In this essay, Blanco includes a brief but searching review of Márquez’s work. As in the other essays she wrote for this catalogue, Blanco refrains from comparing or differentiating this artist’s work from the other participants. It should be noted that—as anyone who reads all five essays will see—both Márquez’s and von Dangel’s work tends to be more surreal, more visionary (and fantastic in the former’s case). Their work is far removed from the conceptualist works produced by the other three artists involved (Obregón, Espinoza, and Wenemoser).
Blanco begins her essay about Márquez by stating that his body of work “is as yet too brief” and his interests still “extremely scattered,” but she nonetheless speaks highly of some of its more interesting values. She glimpses in his work the tradition of the French visionaries of the nineteenth century (such as Odilon Redon) who were also “fascinated by literature.” Blanco proposes another meaning for the word “vision” that is more relevant to Márquez’s work, which she describes as “visions” that have little to do with our real view of our surroundings.

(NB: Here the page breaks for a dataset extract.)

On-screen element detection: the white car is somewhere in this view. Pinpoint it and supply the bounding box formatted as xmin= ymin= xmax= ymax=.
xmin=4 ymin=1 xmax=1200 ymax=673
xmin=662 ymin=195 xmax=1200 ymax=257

In her opinion, his is more of an “inward gaze,” that is, a “mental introvision.”
As in other essays by Blanco—who has given us some of the most lucid documents about contemporary Venezuelan artists that have ever been written—she neither praises nor indulges; there is a touch of irony in her references to certain aspects of Márquez’s fantasies. Especially when she refers to the powers of divination that artists or their works might possess, whether to “serve as a visionary” who can transmit “an event that is about to happen,” or an interest in fortune telling and tarot cards that Márquez claims “to perform professionally.”